Economics and Markets

EM Debt Accumulation Hits Record Levels in 2019 – WorldBank

Spurred by unprecedented decline in global interest rates, global debt rise in the past decade has been greater, faster and more broad-based than during any previous “debt accumulation waves”, the IFI’s report states.

Jan 13, 2020 // 5:30AM

World Bank’s annual report on the health of the global economy assesses the impact of the most recent wave of global debt, which began in the aftermath of the 2008-09 financial crises, and saw global debt levels reach 230% of global GDP by 2018. The IMF expects the 2019 total to top USD255 trillion.

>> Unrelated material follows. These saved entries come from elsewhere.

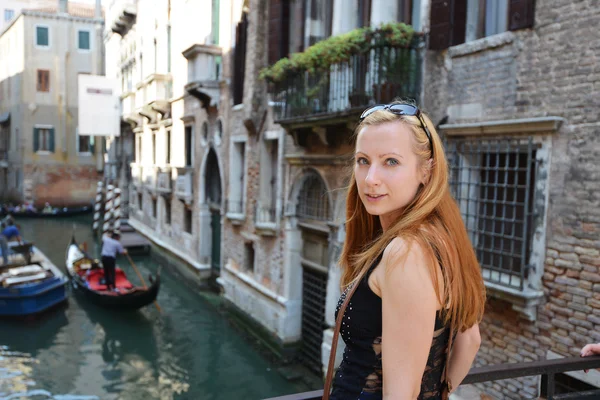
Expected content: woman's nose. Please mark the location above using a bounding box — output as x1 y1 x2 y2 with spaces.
365 165 381 186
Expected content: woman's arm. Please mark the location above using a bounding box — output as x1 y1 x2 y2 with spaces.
447 323 481 391
379 238 440 400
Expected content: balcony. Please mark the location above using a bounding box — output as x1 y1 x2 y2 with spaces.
264 355 600 400
255 203 277 235
268 41 423 129
121 91 142 127
182 44 222 109
143 166 157 193
108 0 136 36
136 74 172 122
130 163 143 189
156 167 172 195
175 167 193 204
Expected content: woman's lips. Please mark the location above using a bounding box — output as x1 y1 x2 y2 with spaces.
365 194 387 202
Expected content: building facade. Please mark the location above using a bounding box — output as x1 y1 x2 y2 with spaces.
104 0 244 284
424 0 600 398
0 0 104 206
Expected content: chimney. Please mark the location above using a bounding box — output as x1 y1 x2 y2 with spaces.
95 0 102 18
58 0 68 14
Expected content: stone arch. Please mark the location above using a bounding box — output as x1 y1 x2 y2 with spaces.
287 168 334 222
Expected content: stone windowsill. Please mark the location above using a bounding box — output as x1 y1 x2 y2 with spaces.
226 212 245 225
255 221 278 236
448 31 515 58
440 116 565 136
485 280 545 321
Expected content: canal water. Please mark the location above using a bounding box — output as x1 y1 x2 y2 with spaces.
0 216 312 400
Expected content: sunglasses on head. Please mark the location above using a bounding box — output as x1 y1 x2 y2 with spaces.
359 104 434 158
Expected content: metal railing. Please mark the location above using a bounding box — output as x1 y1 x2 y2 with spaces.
263 356 600 400
269 42 422 122
255 203 276 225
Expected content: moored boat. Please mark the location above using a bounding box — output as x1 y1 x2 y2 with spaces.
0 206 92 219
65 236 160 310
0 247 69 317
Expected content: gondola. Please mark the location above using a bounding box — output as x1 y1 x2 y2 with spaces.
1 206 93 219
65 236 160 310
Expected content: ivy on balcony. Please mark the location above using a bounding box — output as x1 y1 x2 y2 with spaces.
259 22 416 83
259 23 423 123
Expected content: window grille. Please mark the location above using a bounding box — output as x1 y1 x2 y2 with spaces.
296 174 331 221
446 136 538 290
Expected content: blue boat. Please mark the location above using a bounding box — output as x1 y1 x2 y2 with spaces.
0 246 68 317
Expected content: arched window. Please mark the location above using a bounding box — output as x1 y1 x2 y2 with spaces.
201 121 209 146
296 173 331 221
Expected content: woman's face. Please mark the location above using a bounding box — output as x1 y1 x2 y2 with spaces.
354 121 426 229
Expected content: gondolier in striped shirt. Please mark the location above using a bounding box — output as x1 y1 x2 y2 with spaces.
101 230 127 291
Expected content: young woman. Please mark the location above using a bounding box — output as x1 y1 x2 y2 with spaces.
329 103 486 400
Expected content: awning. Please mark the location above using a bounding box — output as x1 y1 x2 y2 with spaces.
0 112 10 125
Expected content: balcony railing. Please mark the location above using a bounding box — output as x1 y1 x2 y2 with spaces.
130 163 143 188
156 167 172 194
255 203 276 225
143 166 157 192
182 44 222 108
269 43 422 124
175 167 193 202
263 355 600 400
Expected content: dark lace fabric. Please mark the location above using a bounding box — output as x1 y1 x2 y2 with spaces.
331 253 450 400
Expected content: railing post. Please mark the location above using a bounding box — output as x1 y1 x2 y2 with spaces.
545 373 555 400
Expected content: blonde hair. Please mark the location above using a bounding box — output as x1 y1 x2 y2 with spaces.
340 104 486 332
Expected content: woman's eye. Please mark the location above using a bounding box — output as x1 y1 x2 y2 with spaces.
356 157 368 165
386 158 399 166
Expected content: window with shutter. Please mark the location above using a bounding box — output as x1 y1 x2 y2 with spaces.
429 0 453 50
36 26 49 47
233 13 248 105
34 127 54 152
78 30 90 50
37 70 49 92
268 0 290 65
508 0 535 30
33 128 39 152
430 0 530 49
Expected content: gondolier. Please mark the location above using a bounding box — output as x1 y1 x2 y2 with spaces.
66 235 160 309
101 230 127 290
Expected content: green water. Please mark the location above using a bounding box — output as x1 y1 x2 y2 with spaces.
0 216 310 399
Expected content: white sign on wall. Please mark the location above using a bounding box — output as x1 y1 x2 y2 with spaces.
78 74 120 136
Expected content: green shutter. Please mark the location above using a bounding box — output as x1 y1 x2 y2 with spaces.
212 0 220 45
36 26 49 46
33 128 39 152
78 31 90 50
49 128 55 152
89 136 95 154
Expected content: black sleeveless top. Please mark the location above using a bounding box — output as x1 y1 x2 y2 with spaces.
331 253 450 400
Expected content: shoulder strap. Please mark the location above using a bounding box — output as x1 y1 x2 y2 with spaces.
322 266 368 400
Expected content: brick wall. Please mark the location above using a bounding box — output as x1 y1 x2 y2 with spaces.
24 163 101 207
424 0 600 397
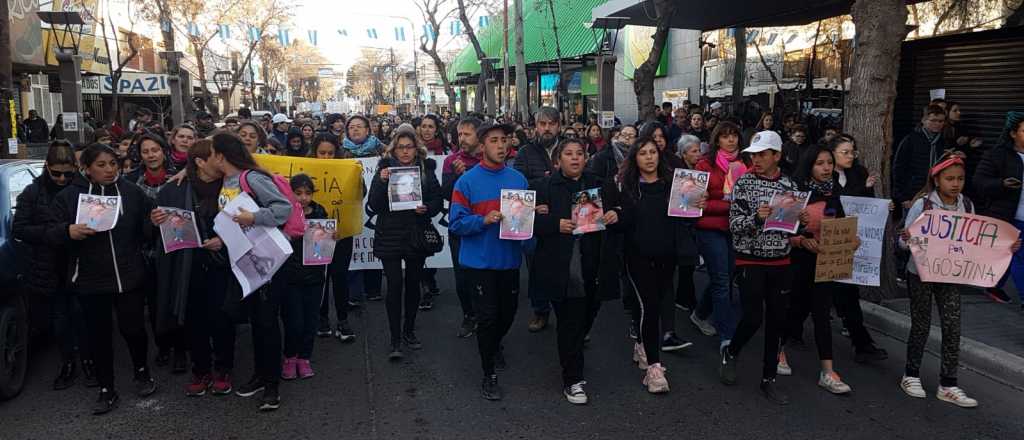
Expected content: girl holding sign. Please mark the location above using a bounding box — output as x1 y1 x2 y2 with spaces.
898 153 1019 408
780 144 854 395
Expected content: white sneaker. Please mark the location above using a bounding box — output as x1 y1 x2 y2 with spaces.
936 386 978 408
818 370 852 394
564 381 588 405
689 312 717 336
632 343 649 370
777 350 792 376
643 363 669 394
900 376 926 399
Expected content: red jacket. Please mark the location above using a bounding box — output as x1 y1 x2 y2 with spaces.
694 157 731 232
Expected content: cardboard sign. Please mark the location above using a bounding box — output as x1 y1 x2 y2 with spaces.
815 217 859 282
254 154 364 239
908 210 1018 288
837 196 890 286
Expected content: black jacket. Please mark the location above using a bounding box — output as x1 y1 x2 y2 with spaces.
24 117 48 143
12 174 70 295
605 178 698 264
513 139 555 184
973 141 1024 222
893 128 946 203
283 202 329 285
585 143 623 183
368 156 443 259
530 171 615 302
46 174 154 295
836 165 874 198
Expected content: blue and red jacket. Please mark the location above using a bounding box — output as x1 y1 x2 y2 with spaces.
449 162 528 270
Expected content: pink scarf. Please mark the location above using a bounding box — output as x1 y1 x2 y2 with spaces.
716 149 748 196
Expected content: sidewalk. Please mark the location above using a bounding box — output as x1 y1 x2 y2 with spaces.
861 288 1024 391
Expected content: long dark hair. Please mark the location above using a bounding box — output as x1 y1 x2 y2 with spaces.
706 120 742 160
792 143 835 187
134 131 172 172
80 143 119 168
308 133 340 158
617 136 672 198
186 138 215 180
212 132 264 172
45 140 76 167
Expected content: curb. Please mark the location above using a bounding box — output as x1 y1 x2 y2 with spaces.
859 300 1024 392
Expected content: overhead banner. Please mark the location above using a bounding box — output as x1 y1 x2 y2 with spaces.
908 210 1019 288
350 155 452 270
838 196 890 286
254 154 364 239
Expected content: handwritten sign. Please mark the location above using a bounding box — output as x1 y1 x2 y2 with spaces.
837 196 890 286
815 217 859 282
254 154 364 239
908 210 1019 288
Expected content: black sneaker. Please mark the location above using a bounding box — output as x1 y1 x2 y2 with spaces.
133 368 157 397
172 350 188 375
155 348 171 367
316 317 333 337
564 381 588 405
92 388 119 415
481 375 502 401
82 360 99 388
458 316 477 338
235 376 266 397
366 292 383 301
259 383 281 411
854 344 889 363
418 295 434 311
335 322 356 343
388 342 404 361
403 332 423 350
719 346 738 385
985 288 1012 304
661 332 694 352
760 378 790 405
493 349 507 372
53 361 78 390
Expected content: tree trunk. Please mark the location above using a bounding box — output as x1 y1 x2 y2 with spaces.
514 0 528 122
545 0 565 115
457 0 494 114
807 21 821 91
844 0 908 300
192 41 217 116
732 27 747 110
633 0 675 123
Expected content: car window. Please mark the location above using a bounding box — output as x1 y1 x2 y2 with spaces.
8 169 34 213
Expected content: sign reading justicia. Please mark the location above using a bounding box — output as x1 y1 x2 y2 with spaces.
82 72 171 96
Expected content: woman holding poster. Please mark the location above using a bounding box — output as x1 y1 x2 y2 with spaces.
368 130 442 360
151 139 238 399
898 153 1019 408
779 144 854 395
48 144 157 415
530 139 616 404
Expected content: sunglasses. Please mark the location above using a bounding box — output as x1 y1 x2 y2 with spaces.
48 168 76 179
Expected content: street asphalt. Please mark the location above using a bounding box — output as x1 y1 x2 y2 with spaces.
1 269 1022 439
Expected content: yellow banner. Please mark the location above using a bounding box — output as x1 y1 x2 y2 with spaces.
254 154 365 239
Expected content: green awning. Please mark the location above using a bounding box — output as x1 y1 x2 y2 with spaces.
448 0 607 81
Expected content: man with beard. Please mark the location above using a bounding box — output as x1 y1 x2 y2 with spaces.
513 106 561 333
194 112 216 137
442 117 484 338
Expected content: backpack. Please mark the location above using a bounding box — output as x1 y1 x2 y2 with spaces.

Total emerging and developing economies (EMDE) debt reached almost 170% of GDP in 2018 (USD55tn), an increase of 54% of GDP since 2010, with China accounting for the bulk of this increase, while for Low Income Countries (LIC) that figures stood at 67% of GDP in 2018, or around USD270bn.

The report notes that while public borrowing can be beneficial, particularly in EMDEs with large development challenges - if used to finance growth, enhance investment etc – it also carries significant risks for Emerging markets, making them more vulnerable to external shocks.

“The rollover of existing debt can become increasingly difficult during periods of financial stress, potentially leading to a crisis,”

Additionally, the rapid debt accumulation during the current wave, exposes other vulnerabilities, such as growing fiscal and current account deficits, and a compositional shift toward short-term external debt.

“Thus, despite current exceptionally low real interest rates, including at long maturities, the latest wave of debt accumulation could follow the historical pattern and eventually culminate in financial crises in EMDEs. A sudden global shock, such as a sharp rise in interest rates or a spike in risk premia, could lead to financial stress in more vulnerable economies. Indeed, these risks were illustrated by the recent experiences of Argentina and Turkey, which witnessed sudden episodes of sharply rising borrowing costs and severe growth slowdowns in 2018,” the authors conclude.